Rep. Earl Blumenauer, D-Ore., is cosponsoring the bill with fellow Ways and Means Committee member Rep. Jackie Walorsky, R-Ind.

A wide variety of projects would be eligible, including airports, ports, transit, freight and passenger rail, roads, bridges, flood projects, inland and coastal waterway improvements, wastewater and sewage facilities, and broadband infrastructure.

The bill also would establish a new federal infrastructure tax credit to encourage public-private partnerships.

The legislation would leverage $8 billion in federal investment into $226 billion worth of bond authority over the next 10 years or up to $56 billion over 10 years in tax credits, according an estimate by the nonpartisan congressional Joint Committee on Taxation.

The Senate version of the bill (S.146) was reintroduced in January by Sens. John Hoeven, R-N.D., and Ron Wyden, D-Ore., after languishing in the two previous Congresses dating back to May 2015.

House Democrats have tentatively scheduled floor time in late spring for consideration of major infrastructure legislation that two key committees will formulate in the coming weeks, Blumenauer told reporters at a briefing Tuesday.

Blumenauer, who held the briefing prior to announcing his sponsorship of the Move America Act, said Democrats are not sponsoring a large number of infrastructure bills that will compete with each other and prefer to achieve their goals in a more consolidated way.

The Ways and Means Committee has jurisdiction over tax policy, which also includes authorization for PABs and advance refundings.

The other major committee involved is the Transportation and Infrastructure Committee which has jurisdiction over transportation fees such as the federal gasoline tax, the passenger facility fee charged by airports and the Harbor Maintenance Trust Fund.

Blumenauer said Democrats are unlikely at add “unnecessary complexity” to any infrastructure pay-fors by trying to roll back parts of the 2017 Tax Cuts and Jobs Act enacted by Republicans because House Democrats want the legislation to be bipartisan.

“I think there’s an opportunity for us to reach at least some sort of a consensus and with the president staking out the $1 trillion or $2 trillion number can give cover to some people," he said. "And if this starts moving, we will add definition to the administration’s position which has been hard to pin down.”

He also downplayed the possible role of P3s in the larger infrastructure legislation. “There is a role for public private partnerships, but the evidence is that’s only 2% or 3% of the projects,” Blumenauer said, noting that they don’t usually work in rural or small town areas.
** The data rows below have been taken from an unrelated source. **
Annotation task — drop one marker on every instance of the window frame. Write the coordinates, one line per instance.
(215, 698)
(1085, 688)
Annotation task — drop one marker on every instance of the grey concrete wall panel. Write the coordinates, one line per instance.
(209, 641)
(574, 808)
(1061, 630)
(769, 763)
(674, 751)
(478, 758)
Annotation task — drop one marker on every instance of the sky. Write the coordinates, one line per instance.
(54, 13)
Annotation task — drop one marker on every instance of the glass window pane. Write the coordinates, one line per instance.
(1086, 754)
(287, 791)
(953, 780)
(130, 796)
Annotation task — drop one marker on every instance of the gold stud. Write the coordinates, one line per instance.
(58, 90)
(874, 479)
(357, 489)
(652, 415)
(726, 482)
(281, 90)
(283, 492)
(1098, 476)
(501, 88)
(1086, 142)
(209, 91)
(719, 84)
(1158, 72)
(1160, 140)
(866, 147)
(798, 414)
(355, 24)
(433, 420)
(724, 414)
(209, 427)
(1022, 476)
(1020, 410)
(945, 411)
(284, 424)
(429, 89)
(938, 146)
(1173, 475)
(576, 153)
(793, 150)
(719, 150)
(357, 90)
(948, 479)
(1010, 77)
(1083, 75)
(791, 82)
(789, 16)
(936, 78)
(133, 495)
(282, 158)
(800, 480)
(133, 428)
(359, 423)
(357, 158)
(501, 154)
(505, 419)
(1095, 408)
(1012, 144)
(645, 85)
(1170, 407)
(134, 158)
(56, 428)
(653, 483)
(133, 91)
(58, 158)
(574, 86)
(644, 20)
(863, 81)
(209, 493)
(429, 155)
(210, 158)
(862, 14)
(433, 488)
He hopes the lawmakers also look at creating a national infrastructure bank. “And we ought to be open to creative ideas from people on both sides of the aisle, and most importantly, from the public,” he said.

Blumenauer said he remains optimistic Congress can enact infrastructure legislation this year. “I’m convinced that this Congress can break this stalemate,” he said.

“We have a little bit of a problem in that we lost six weeks with a sad and unnecessary shutdown that frayed some nerves and made it a little harder for some people to talk and work together,” Blumenauer said.

Local stakeholders such a mayors, contractors, truckers and transit agency offer their perspective need to voice their perspective to local congressmen, he said.

“I think the time frame is the next 100 days," Blumenauer said. "I think that’s the time to move out and have these conversations."